Young: It becomes too complex. That's why you can't be deterministic, you can't rely on the individual to make these decisions. You've got to have profiles of behaviour, and you've got to have visibility to behaviour and context.

Then when something gets out of the tolerance, the right profile tolerance, that's when you take corrective action.

I think that's the only way to deal with it, because if you get to the world where you've got to make all these decisions about “what can your refrigerator do, what can your washing machine do, what can talk to what”, you'll never … it's just not possible. The permutations just in your home are too complicated already, and we haven't even started.

We've only connected one percent of those fifty billion devices.

El Reg: Already a lot of the upstream data gathering is simply the Facebook model – you didn't buy the product, therefore you are the product. In a lot of cases, what seems to be happening is “fill an enormous data centre with the diaries of light-bulbs”.

For the data collector, what on earth is the value model that they hope to get to?

Young: That one's harder. It's hard for me to speculate …

El Reg: Go ahead, speculate!

Young: ...energy usage patterns, using that as information on the transaction of energy rights, when to provision energy. Just knowing a little about the power grid, there's massive amounts of money to be made or saved depending on when energy gets delivered.

It's much cheaper to consume electricity in the middle of the night. There's use-cases like that where I can see why the data might be more valuable than it seems at first.

But there are security implications to that, and it's all the way up and down the chains. The security on the device, the security of the data transmission, the identity and context of that data, the comings and goings of the person – those are things that are all very relevant security considerations when you consider the kind of information that's going to be generated.

El Reg: This isn't really a Cisco-specific question: it's really easy to do the big data stuff, have a good picture of circumstances, and get the wrong answer anyway. Are we even remotely ready to get the right answers out of the data when it really matters, or are we still at Base Camp One on Everest?

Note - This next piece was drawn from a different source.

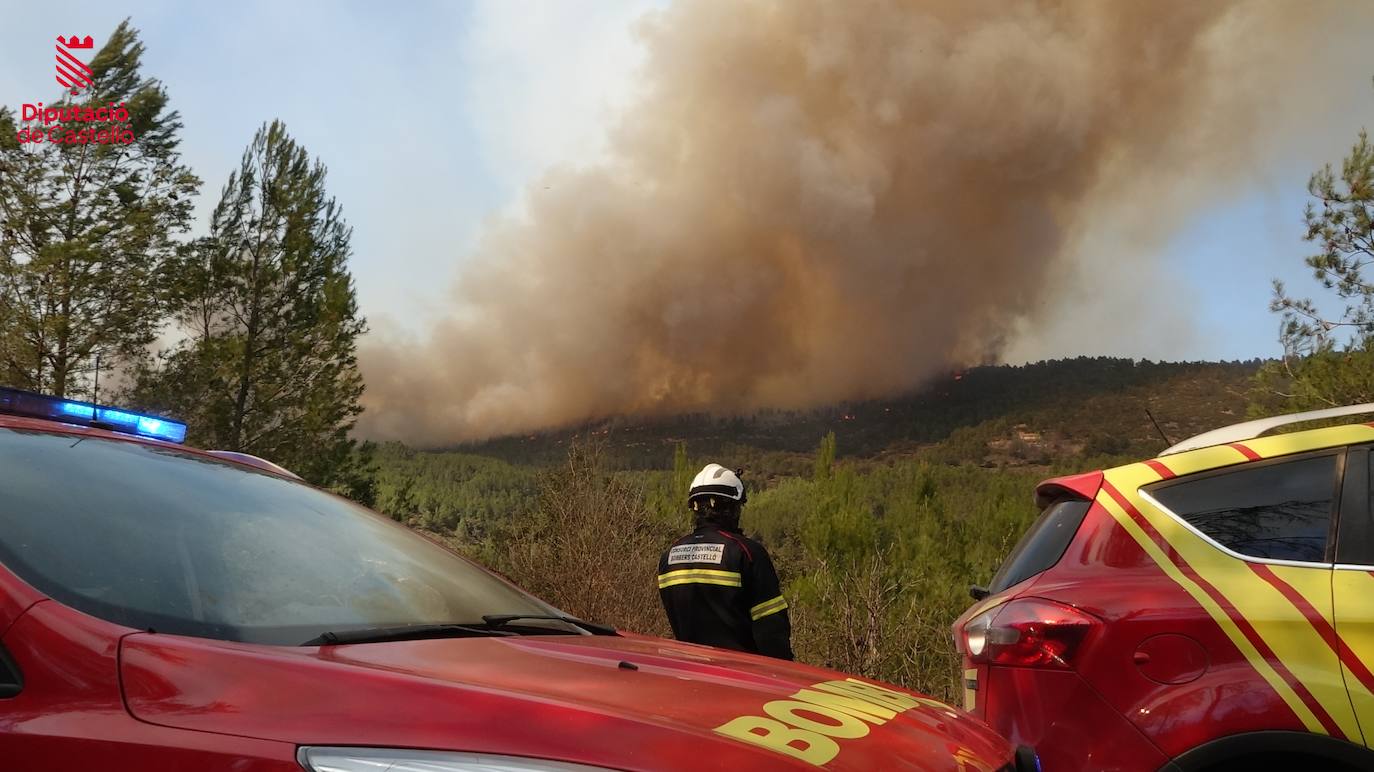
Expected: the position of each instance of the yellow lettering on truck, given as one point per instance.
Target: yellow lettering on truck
(807, 725)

Young: I have found in my career that the right answer is as often a function of the right questions, as it is of the process and the output. So – the challenge with Big Data today is that it's become this buzzword that people focus on.

But if you've done any statistical research, you'll know that if you aren't asking the right question you won't get the right answer. ®

Disclosure: The author travelled to Cisco Live! as a guest of Cisco.